Abstract:In recent years, several Speech Language Models (SLMs) that represent speech and written text jointly have been presented. The question then emerges about how model-internal mechanisms are similar and different when operating in the two modalities. We focus on how these systems encode, store, and retrieve factual knowledge, which has previously been investigated for text-only models. To investigate mechanisms behind the storage and recall of factual association in SLMs, we leverage Causal Mediation Analysis, a technique previously applied to text-based models.
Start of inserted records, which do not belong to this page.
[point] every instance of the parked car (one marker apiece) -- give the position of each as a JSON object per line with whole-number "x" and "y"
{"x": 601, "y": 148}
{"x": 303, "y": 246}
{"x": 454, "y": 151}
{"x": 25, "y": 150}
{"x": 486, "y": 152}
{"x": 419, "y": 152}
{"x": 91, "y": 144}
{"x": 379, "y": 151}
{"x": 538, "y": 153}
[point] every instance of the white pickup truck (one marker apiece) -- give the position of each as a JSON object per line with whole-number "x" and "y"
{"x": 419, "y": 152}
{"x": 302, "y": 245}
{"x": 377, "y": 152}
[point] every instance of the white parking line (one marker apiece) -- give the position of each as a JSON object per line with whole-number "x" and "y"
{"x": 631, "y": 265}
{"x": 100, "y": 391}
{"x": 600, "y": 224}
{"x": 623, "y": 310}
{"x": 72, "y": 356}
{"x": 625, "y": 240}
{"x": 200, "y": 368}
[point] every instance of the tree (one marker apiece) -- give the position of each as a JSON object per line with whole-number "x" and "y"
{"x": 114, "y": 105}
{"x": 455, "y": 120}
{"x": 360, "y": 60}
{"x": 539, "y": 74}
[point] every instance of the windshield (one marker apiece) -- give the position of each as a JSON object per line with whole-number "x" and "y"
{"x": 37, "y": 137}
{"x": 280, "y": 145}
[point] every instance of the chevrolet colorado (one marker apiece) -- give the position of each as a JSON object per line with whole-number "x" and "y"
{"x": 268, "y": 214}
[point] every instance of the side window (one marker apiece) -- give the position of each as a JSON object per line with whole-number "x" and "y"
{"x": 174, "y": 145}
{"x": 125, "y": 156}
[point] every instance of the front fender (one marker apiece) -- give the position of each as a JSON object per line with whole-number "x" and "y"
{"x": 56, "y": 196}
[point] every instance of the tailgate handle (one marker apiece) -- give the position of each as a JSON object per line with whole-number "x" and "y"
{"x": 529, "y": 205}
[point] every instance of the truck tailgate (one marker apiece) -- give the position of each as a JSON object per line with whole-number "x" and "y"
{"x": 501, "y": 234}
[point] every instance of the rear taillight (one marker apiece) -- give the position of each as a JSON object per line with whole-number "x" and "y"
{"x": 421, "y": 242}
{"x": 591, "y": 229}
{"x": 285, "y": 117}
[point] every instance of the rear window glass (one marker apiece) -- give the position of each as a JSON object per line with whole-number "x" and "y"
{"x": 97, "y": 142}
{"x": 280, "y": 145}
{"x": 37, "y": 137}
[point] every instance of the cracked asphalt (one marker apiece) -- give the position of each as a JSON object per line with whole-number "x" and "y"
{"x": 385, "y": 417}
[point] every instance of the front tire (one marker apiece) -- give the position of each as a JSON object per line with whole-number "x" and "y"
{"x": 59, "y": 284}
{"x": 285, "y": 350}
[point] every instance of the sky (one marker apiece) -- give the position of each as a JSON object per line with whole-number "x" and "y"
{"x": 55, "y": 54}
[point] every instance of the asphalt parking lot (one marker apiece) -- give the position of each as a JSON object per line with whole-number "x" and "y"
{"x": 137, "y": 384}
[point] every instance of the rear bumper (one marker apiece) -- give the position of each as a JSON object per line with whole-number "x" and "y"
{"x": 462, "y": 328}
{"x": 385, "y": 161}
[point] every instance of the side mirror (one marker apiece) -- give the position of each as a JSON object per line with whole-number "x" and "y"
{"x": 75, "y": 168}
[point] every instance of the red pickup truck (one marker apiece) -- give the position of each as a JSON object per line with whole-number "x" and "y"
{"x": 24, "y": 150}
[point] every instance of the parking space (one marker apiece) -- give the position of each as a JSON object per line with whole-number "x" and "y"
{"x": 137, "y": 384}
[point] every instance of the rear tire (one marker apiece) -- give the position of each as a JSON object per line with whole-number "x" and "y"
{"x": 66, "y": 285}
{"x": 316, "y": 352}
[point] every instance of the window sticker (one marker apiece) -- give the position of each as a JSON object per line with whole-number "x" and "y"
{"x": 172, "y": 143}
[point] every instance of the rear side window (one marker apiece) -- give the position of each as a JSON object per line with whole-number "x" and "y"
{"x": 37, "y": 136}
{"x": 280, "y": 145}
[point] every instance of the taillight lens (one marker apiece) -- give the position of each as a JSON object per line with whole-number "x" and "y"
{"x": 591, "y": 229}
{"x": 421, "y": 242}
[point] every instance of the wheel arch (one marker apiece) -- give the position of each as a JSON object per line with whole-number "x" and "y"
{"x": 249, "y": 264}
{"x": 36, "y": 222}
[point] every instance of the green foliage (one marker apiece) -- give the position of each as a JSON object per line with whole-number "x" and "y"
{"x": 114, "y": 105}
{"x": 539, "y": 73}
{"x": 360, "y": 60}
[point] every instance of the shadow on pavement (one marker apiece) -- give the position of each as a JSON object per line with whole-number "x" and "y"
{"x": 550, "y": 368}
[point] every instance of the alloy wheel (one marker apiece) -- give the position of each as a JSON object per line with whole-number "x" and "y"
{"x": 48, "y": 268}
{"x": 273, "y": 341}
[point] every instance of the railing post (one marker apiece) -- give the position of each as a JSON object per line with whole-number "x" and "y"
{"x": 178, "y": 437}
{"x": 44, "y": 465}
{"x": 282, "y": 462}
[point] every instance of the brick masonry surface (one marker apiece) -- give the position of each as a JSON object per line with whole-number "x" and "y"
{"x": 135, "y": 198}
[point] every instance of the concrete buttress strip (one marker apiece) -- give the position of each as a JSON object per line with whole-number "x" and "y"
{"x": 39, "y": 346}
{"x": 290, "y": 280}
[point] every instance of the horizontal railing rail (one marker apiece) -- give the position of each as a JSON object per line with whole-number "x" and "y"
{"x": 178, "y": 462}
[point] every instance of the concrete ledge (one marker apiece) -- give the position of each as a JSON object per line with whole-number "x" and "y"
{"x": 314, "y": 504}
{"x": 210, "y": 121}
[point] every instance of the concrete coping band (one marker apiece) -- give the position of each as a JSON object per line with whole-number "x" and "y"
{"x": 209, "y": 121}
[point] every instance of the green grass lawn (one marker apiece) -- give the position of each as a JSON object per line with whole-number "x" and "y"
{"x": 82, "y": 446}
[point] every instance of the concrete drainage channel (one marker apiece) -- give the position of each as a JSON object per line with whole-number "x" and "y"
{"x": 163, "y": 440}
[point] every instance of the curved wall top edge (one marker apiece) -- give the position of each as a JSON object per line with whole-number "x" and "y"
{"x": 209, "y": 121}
Initial results using SpiritLM, a multimodal model integrating discrete speech tokens reveal discrepancies between text-to-text and speech-to-text results, suggesting that the emergent mechanisms for factual recall are only partially carried over from the text to the speech modality. These results advance our understanding of how internal mechanisms encode factual associations in SLMs while contributing insights for improving speech-enabled AI systems.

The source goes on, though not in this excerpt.